A Milano, la Corte d’Appello si è confrontata con un caso che ha scosso l’opinione pubblica, riguardante i due giovani calciatori Mattia Lucarelli e Federico Apolloni, unitamente a tre loro amici, accusati di violenza sessuale aggravata in danno di una studentessa statunitense.
La vicenda, nata da una notte di presunti eccessi nella movida milanese, si ripropone in appello con una richiesta di conferma della condanna emessa in primo grado.
Il sostituto procuratore generale Massimo Gaballo, nell’udienza a porte chiuse, ha sollecitato una conferma della pena di 3 anni e 7 mesi di reclusione per i due calciatori, definendola il limite minimo previsto dalla legge.
Questa richiesta si basa sull’analisi dettagliata delle circostanze e della gravità delle azioni contestate, sottolineando come la pena di primo grado, pur essendo al minimo edittale, rappresenti comunque una risposta necessaria alla tutela della vittima e alla salvaguardia del senso di sicurezza nella comunità.

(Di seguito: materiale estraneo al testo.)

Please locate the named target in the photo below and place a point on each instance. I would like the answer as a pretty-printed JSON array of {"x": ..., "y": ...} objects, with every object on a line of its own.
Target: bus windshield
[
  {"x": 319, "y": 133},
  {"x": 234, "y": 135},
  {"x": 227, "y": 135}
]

Il pg ha inoltre chiesto la conferma delle condanne per i coimputati: due anni e otto mesi per uno di loro, e due anni e cinque mesi per gli altri due, ribadendo la necessità di una condanna uniforme per tutti i responsabili, in linea con la ricostruzione dei fatti emersa dall’indagine.
Un elemento significativo è stato il ritiro della costituzione di parte civile da parte della studentessa, che ha optato per un risarcimento economico ritenuto adeguato a compensare il danno subito.
Questo gesto, pur non sminuendo la gravità delle accuse, suggerisce una volontà di chiusura della vicenda e di superamento del trauma subito.
La vicenda, risalente alla notte tra il 26 e il 27 marzo 2022, ha visto la giovane studentessa, allora ventiduenne, avvicinata fuori dalla discoteca “Il Gattopardo”.
L’indagine della Procura milanese ha ricostruito una sequenza di eventi che ha portato alla presunta aggressione, sollevando interrogativi sulla responsabilità individuale e collettiva, sul ruolo dell’alcol e delle dinamiche di gruppo, e sulla vulnerabilità delle persone in contesti di socializzazione.
I due calciatori hanno costantemente negato le accuse più gravi, ammettendo soltanto un comportamento inappropriato e l’utilizzo di un linguaggio volgare.
Questa versione dei fatti, in contrasto con la ricostruzione della Procura e con le testimonianze raccolte, ha generato un acceso dibattito e ha reso il processo particolarmente complesso e mediatico.
La presunta negligenza, o addirittura la complicità, derivante da questa ammissione parziale solleva ulteriori questioni interpretative, contribuendo alla polarizzazione delle posizioni.
Prossimo 16 marzo si prevede l’arringa difensiva, un momento cruciale per permettere ai legali di presentare le loro argomentazioni e di contestare le prove a carico dei loro assistiti.
La sentenza, attesa per il 24 marzo, rappresenterà una pietra miliare in questo processo che ha messo a nudo alcune delle fragilità del sistema giudiziario e della società italiana, e che potrebbe avere ripercussioni significative sul futuro dei due giovani calciatori e sulla percezione della giustizia da parte dell’opinione pubblica.
L’esito del processo, oltre a definire la responsabilità penale degli imputati, si preannuncia come un importante banco di prova per il sistema di tutela delle vittime di violenza sessuale e per la promozione di una cultura del rispetto e della responsabilità.